Are the lives and bodies of a dozen virginal 13-year-old girls worth the same as the lives and bodies of the equivalent number of prostitutes? That’s the moral dilemma at the heart of Zhang Yimou’s The Flowers of War, the celebrated filmmaker’s surprisingly intimate take on that increasingly popular cinematic subject/historical atrocity, the Rape of Nanking. When Japanese soldiers invade the sanctity of a Catholic church in occupied Nanking, they demand the presence of the prepubescent students at an official function, one which, given an early scene of Japanese infantrymen attempting to brutally violate these very girls, will certainly involve rape and likely lead to their deaths.
Also camping out at the church is John (Christian Bale), an American mortician turned surrogate priest, and a dozen prostitutes who’ve come to seek sanctuary. With the hookers hidden away from sight, that benevolent group hits on the idea of pulling the old switcheroo, dressing themselves as the students and going willingly to their doom in the girls’ place. There’s some debate as to the moral efficacy of the maneuver, some pathos milked from John’s inevitable romantic attachment to one of the prostitutes, and from the equivalencies the film draws between the young girls and their older counterparts, both of whom were subjected to childhood-defeating stresses at a young age.

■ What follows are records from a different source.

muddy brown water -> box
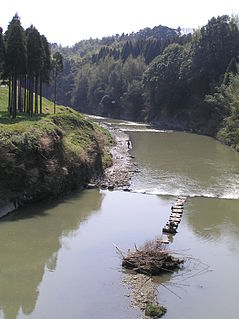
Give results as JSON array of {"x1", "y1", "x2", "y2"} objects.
[{"x1": 0, "y1": 121, "x2": 239, "y2": 319}]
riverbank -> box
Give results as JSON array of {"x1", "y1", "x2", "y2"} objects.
[
  {"x1": 0, "y1": 108, "x2": 112, "y2": 216},
  {"x1": 96, "y1": 126, "x2": 138, "y2": 191}
]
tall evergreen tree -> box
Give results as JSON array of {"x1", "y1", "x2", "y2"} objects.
[
  {"x1": 0, "y1": 27, "x2": 5, "y2": 79},
  {"x1": 26, "y1": 25, "x2": 43, "y2": 116},
  {"x1": 6, "y1": 14, "x2": 26, "y2": 118},
  {"x1": 39, "y1": 35, "x2": 51, "y2": 113},
  {"x1": 52, "y1": 52, "x2": 63, "y2": 114}
]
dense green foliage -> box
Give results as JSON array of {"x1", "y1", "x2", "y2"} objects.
[
  {"x1": 45, "y1": 16, "x2": 239, "y2": 145},
  {"x1": 44, "y1": 26, "x2": 182, "y2": 119},
  {"x1": 0, "y1": 14, "x2": 62, "y2": 118},
  {"x1": 0, "y1": 88, "x2": 112, "y2": 204}
]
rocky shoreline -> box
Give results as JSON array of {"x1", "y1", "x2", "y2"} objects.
[{"x1": 88, "y1": 127, "x2": 139, "y2": 191}]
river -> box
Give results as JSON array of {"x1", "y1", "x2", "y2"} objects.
[{"x1": 0, "y1": 121, "x2": 239, "y2": 319}]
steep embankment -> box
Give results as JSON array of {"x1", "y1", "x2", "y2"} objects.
[{"x1": 0, "y1": 94, "x2": 111, "y2": 218}]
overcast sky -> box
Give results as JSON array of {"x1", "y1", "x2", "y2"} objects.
[{"x1": 0, "y1": 0, "x2": 239, "y2": 46}]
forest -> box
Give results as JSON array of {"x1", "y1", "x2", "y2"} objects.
[
  {"x1": 40, "y1": 15, "x2": 239, "y2": 148},
  {"x1": 0, "y1": 15, "x2": 239, "y2": 147},
  {"x1": 0, "y1": 14, "x2": 63, "y2": 119}
]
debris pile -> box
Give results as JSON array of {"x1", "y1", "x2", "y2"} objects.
[{"x1": 122, "y1": 239, "x2": 184, "y2": 276}]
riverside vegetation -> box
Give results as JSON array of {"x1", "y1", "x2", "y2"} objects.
[
  {"x1": 44, "y1": 16, "x2": 239, "y2": 152},
  {"x1": 0, "y1": 87, "x2": 112, "y2": 212}
]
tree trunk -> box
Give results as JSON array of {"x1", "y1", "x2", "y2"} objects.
[
  {"x1": 23, "y1": 75, "x2": 27, "y2": 113},
  {"x1": 40, "y1": 76, "x2": 42, "y2": 114},
  {"x1": 29, "y1": 76, "x2": 34, "y2": 117},
  {"x1": 54, "y1": 71, "x2": 57, "y2": 114},
  {"x1": 12, "y1": 73, "x2": 17, "y2": 119},
  {"x1": 35, "y1": 76, "x2": 38, "y2": 114}
]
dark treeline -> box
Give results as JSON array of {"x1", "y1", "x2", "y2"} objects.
[
  {"x1": 0, "y1": 14, "x2": 62, "y2": 118},
  {"x1": 44, "y1": 16, "x2": 239, "y2": 146}
]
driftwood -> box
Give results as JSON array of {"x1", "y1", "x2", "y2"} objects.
[{"x1": 121, "y1": 239, "x2": 184, "y2": 276}]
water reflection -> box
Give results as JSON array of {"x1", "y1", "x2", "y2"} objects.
[
  {"x1": 185, "y1": 198, "x2": 239, "y2": 242},
  {"x1": 0, "y1": 191, "x2": 103, "y2": 319},
  {"x1": 130, "y1": 132, "x2": 239, "y2": 198}
]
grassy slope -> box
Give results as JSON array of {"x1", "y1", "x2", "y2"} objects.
[{"x1": 0, "y1": 88, "x2": 111, "y2": 202}]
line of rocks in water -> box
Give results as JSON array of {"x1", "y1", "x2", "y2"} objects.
[
  {"x1": 87, "y1": 127, "x2": 139, "y2": 191},
  {"x1": 163, "y1": 196, "x2": 187, "y2": 235}
]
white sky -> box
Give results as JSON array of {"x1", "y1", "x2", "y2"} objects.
[{"x1": 0, "y1": 0, "x2": 239, "y2": 46}]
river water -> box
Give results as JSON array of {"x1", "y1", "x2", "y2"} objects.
[{"x1": 0, "y1": 121, "x2": 239, "y2": 319}]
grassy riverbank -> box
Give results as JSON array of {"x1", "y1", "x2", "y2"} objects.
[{"x1": 0, "y1": 88, "x2": 111, "y2": 209}]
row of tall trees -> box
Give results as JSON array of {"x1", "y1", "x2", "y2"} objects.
[{"x1": 0, "y1": 14, "x2": 63, "y2": 118}]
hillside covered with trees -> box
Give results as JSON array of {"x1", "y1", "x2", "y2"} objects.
[{"x1": 44, "y1": 16, "x2": 239, "y2": 148}]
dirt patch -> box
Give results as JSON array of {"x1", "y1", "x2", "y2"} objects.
[{"x1": 97, "y1": 127, "x2": 138, "y2": 191}]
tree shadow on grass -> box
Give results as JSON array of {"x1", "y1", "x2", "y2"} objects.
[{"x1": 0, "y1": 111, "x2": 49, "y2": 125}]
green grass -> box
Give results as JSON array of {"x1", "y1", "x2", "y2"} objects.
[
  {"x1": 0, "y1": 87, "x2": 69, "y2": 125},
  {"x1": 0, "y1": 87, "x2": 112, "y2": 179},
  {"x1": 145, "y1": 303, "x2": 167, "y2": 318}
]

But mostly, the decision is one readily accepted by both the film and its characters without too much handwringing and the film’s heavily educed final act simply milks unnecessary tension in the endless preparations for the final horrible moment.
For the rest, Zhang’s film is a bit of a hodgepodge, a work that sets up as epic in scale (what with plenty of shaky-cam battle scenes and pretty shots of devastated landscapes), but then pitches its tale on a far smaller level (most of the film takes place in the church). It’s a messy movie that contains both such unfortunate lapses as the sudden transformation of the Bale character from self-obsessed cad to self-sacrificing saint and an unnecessary narration delivered by an otherwise superfluous character, as well as some genuinely strong bits of filmmaking as in a Zabriskie Point-like explosion of a church building and quieter moments with Bale believably interacting with both sets of female refugees. Similarly, the film’s treatment of the central historical atrocity, though somewhat peripheral to the main narrative, is handled responsibly, neither blunting the force of the brutal rapes that marked the incident, nor reveling in them for sensationalist value. But ultimately, this film has too many weak, unconnected strands (what’s the subplot about the narrator’s father doing here anyway?), too much overtly expositional dialogue, and too unfocused a narrative to really cohere. And then there’s that whole matter of expendable whores.